For me, the most interesting aspect is seeing how nature behaves or reacts in the wild. I recently spent a few days with my wife Faith and daughter Christina at Maggie Marsh Wildlife Area (The Boardwalk), Ottawa National Wildlife Refuge, Metzger Marsh Wildlife Area, Howard Marsh Metropark, Pearson Metropark, Meadowbrook Marsh, Catawba Point Preserve and Sheldon Marsh Nature Preserve , Niles Memorial Nature Reserve has resulted in some wonderful experiences with nature.
One day, we saw six pairs of bald eagles with one pair sitting atop their nest in the Ottawa National Wildlife Refuge. We have seen many mature and immature vultures. We also saw a pair of small, big-horned owls in a dead tree hollow while one parent sat close up in a tree at the shelter.
The most fun and wonderful experience for me happened along the boardwalk in Maggie Marsh Wildlife Area. A green heron was seen hunting for lunch among the duckweed in the shallow water area. While watching this colorful bird for several minutes, it caught and swallowed at least six fish. It was a pleasure for the birds as well as those watching him hunt.

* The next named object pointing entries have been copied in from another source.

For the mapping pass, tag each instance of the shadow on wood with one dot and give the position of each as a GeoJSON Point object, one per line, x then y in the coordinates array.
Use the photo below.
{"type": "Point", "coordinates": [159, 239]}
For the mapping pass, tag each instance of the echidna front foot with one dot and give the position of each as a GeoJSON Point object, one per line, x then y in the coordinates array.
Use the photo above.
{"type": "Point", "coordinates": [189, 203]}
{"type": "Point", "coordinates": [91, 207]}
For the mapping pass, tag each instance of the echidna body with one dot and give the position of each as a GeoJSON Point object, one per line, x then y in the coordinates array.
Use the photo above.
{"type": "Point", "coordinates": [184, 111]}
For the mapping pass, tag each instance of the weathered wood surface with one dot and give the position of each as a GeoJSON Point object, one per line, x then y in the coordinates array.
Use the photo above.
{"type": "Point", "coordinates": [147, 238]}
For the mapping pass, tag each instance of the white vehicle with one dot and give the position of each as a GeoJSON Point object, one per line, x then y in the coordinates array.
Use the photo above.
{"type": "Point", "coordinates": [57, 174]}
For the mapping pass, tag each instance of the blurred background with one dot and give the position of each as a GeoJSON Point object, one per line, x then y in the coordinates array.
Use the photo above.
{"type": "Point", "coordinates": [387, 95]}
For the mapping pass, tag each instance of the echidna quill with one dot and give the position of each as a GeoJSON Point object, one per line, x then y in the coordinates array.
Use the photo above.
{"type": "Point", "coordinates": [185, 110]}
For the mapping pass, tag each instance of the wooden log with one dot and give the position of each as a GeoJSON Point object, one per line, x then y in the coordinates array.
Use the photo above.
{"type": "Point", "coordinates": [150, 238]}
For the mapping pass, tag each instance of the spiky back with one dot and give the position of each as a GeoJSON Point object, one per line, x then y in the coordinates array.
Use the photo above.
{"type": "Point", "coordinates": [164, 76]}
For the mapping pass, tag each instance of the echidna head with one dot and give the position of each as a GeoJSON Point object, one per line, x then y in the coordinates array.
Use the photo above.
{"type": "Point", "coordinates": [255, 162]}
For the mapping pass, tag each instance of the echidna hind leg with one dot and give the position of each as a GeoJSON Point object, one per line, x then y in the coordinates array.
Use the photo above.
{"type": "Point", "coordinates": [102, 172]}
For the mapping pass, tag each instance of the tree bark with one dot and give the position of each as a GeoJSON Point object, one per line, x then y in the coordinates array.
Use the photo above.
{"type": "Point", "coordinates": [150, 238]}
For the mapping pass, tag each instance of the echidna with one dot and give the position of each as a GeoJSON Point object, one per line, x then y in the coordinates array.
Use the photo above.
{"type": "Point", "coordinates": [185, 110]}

A little further up the boardwalk, seeing solitary sandy and almost straight across this embankment area, we discovered a brown shield. These birds may not be exciting to some, but I found them fascinating.
At Pearson Park, we were fascinated by a pair of Carolina plants. While the male sang loudly with his sonorous song, the female fed her chicks in a nest located in the corner of the roof of the building housing the window of wildlife.

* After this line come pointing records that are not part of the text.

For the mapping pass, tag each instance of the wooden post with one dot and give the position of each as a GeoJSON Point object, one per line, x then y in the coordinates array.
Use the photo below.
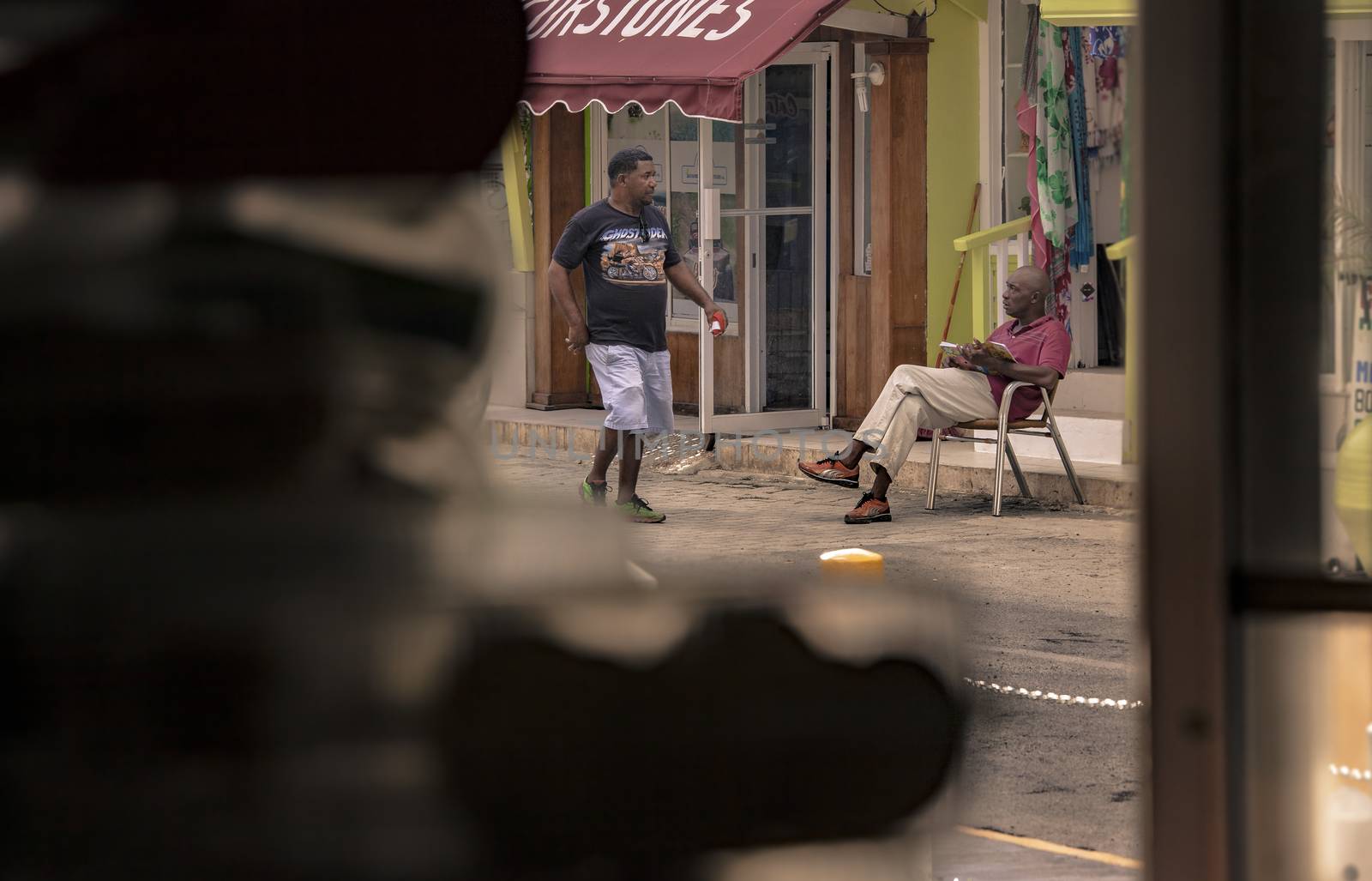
{"type": "Point", "coordinates": [559, 192]}
{"type": "Point", "coordinates": [899, 311]}
{"type": "Point", "coordinates": [981, 320]}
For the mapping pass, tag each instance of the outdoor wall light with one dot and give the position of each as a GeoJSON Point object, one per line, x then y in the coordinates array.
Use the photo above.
{"type": "Point", "coordinates": [876, 75]}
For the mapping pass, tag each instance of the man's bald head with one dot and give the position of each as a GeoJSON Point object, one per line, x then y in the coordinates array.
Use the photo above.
{"type": "Point", "coordinates": [1026, 294]}
{"type": "Point", "coordinates": [1032, 279]}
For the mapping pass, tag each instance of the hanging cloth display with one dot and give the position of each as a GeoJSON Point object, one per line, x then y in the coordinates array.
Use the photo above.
{"type": "Point", "coordinates": [1106, 41]}
{"type": "Point", "coordinates": [1026, 114]}
{"type": "Point", "coordinates": [1054, 155]}
{"type": "Point", "coordinates": [1083, 238]}
{"type": "Point", "coordinates": [1054, 165]}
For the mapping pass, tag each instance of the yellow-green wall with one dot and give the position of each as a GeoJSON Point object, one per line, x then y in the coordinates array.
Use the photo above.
{"type": "Point", "coordinates": [954, 148]}
{"type": "Point", "coordinates": [954, 160]}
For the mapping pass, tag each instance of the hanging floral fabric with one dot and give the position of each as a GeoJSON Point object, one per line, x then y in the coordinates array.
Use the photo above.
{"type": "Point", "coordinates": [1083, 236]}
{"type": "Point", "coordinates": [1054, 158]}
{"type": "Point", "coordinates": [1106, 41]}
{"type": "Point", "coordinates": [1026, 118]}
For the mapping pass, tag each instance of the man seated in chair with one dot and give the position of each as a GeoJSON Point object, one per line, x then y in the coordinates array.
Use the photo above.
{"type": "Point", "coordinates": [971, 387]}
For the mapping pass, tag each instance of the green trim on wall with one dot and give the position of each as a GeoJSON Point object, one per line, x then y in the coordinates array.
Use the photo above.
{"type": "Point", "coordinates": [1086, 13]}
{"type": "Point", "coordinates": [587, 154]}
{"type": "Point", "coordinates": [954, 160]}
{"type": "Point", "coordinates": [1348, 9]}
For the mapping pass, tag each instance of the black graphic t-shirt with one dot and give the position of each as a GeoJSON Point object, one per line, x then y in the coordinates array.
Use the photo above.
{"type": "Point", "coordinates": [624, 261]}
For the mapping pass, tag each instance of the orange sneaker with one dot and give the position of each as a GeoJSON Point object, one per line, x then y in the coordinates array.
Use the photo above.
{"type": "Point", "coordinates": [830, 471]}
{"type": "Point", "coordinates": [869, 510]}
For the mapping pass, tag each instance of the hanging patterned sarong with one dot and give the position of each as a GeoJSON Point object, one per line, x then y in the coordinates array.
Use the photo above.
{"type": "Point", "coordinates": [1083, 236]}
{"type": "Point", "coordinates": [1054, 165]}
{"type": "Point", "coordinates": [1054, 155]}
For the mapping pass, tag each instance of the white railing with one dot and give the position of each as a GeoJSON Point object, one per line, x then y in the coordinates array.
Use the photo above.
{"type": "Point", "coordinates": [992, 254]}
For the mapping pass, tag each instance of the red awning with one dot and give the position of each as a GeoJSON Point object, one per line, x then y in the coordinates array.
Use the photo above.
{"type": "Point", "coordinates": [692, 52]}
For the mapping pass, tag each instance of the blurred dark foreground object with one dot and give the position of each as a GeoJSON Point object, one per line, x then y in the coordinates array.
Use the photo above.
{"type": "Point", "coordinates": [305, 691]}
{"type": "Point", "coordinates": [212, 89]}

In the small area of Catawba Point Reserve, we saw a number of species
Including some songbirds, a pair of woodland ducks, and hooded Mergansers.
At Sheldon Marsh, we noticed another green heron along with a pair of colorful Baltimore orioles and the easily identifiable red-headed woodpecker.

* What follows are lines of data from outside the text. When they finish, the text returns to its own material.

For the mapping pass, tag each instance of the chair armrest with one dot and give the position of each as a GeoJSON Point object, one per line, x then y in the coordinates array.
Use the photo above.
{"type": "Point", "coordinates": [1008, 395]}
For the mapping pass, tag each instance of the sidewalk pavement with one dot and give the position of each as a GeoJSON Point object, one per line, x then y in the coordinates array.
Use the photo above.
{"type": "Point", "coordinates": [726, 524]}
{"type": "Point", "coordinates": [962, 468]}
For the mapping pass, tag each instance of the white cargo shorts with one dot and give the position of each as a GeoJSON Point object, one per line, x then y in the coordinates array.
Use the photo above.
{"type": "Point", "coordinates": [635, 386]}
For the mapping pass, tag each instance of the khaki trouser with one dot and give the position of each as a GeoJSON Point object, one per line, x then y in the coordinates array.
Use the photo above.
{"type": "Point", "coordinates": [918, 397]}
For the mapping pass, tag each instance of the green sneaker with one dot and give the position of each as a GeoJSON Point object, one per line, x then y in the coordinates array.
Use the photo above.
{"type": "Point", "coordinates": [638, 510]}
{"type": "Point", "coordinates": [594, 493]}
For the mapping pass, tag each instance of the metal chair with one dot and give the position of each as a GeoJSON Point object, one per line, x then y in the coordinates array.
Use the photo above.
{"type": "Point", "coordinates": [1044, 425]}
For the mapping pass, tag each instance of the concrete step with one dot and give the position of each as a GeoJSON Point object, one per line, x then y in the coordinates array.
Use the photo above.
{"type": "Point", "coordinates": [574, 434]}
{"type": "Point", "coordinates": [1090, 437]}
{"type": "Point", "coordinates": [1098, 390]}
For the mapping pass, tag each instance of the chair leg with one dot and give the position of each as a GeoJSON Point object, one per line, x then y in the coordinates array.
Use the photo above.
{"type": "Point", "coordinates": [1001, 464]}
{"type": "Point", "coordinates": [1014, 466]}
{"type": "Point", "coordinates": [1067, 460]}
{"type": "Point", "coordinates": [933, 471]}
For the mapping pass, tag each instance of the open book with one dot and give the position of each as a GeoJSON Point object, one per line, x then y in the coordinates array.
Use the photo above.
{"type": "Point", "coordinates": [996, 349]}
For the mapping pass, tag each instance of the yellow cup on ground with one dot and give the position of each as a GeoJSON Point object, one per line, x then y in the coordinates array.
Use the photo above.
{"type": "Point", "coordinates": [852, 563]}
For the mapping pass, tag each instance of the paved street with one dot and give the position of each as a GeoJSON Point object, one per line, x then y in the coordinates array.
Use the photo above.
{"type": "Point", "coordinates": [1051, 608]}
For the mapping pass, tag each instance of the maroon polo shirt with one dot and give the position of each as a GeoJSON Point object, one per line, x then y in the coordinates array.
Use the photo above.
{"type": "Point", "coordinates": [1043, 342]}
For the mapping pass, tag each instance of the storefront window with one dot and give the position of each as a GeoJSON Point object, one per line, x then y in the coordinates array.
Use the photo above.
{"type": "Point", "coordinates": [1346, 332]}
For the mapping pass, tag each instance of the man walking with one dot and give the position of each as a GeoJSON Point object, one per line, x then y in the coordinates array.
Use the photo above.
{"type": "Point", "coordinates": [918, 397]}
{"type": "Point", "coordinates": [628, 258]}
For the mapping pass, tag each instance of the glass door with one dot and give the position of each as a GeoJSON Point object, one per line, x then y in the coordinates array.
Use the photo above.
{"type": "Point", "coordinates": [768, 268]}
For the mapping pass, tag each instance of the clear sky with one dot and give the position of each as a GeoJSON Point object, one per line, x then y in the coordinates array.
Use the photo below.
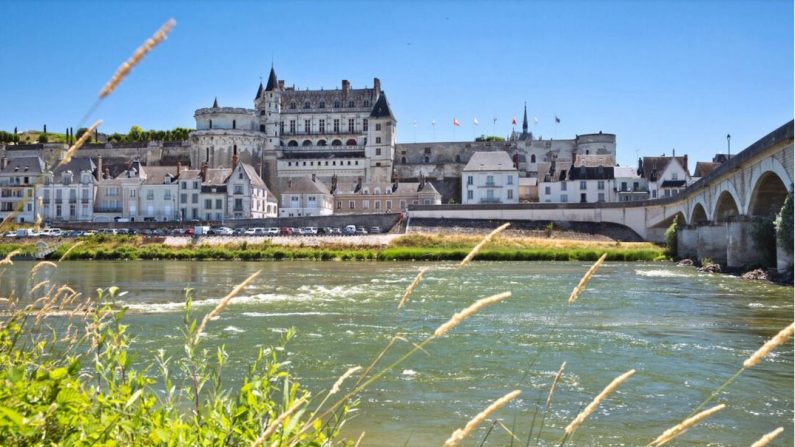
{"type": "Point", "coordinates": [659, 74]}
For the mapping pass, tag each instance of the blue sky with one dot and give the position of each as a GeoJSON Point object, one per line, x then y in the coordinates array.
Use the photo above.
{"type": "Point", "coordinates": [659, 74]}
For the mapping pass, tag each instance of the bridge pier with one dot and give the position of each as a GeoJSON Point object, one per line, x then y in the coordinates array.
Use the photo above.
{"type": "Point", "coordinates": [712, 243]}
{"type": "Point", "coordinates": [741, 249]}
{"type": "Point", "coordinates": [687, 242]}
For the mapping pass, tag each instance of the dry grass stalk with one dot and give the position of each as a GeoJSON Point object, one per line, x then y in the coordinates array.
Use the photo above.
{"type": "Point", "coordinates": [485, 240]}
{"type": "Point", "coordinates": [69, 250]}
{"type": "Point", "coordinates": [336, 388]}
{"type": "Point", "coordinates": [780, 338]}
{"type": "Point", "coordinates": [765, 440]}
{"type": "Point", "coordinates": [468, 312]}
{"type": "Point", "coordinates": [79, 143]}
{"type": "Point", "coordinates": [278, 421]}
{"type": "Point", "coordinates": [411, 287]}
{"type": "Point", "coordinates": [555, 383]}
{"type": "Point", "coordinates": [139, 54]}
{"type": "Point", "coordinates": [597, 400]}
{"type": "Point", "coordinates": [7, 260]}
{"type": "Point", "coordinates": [677, 430]}
{"type": "Point", "coordinates": [587, 277]}
{"type": "Point", "coordinates": [461, 433]}
{"type": "Point", "coordinates": [222, 305]}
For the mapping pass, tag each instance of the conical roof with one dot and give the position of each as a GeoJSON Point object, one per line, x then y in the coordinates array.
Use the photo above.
{"type": "Point", "coordinates": [381, 108]}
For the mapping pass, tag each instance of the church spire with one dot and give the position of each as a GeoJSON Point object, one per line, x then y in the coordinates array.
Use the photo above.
{"type": "Point", "coordinates": [273, 83]}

And it never ceased to amaze me how small enclaves in an area turned into a hotspot for a diverse group of birds. We have had such incidents in all the locations we visited.
A pair of bald eagles perch on top of their nest in the Ottawa National Wildlife Refuge, located about 20 miles west of Port Clinton off Ohio 2.
Green herons hunt their lunch among duckweed in the shallow water area along the boardwalk in Maggie Marsh Wildlife Area, located about 18 miles west of Port Clinton off Ohio 2.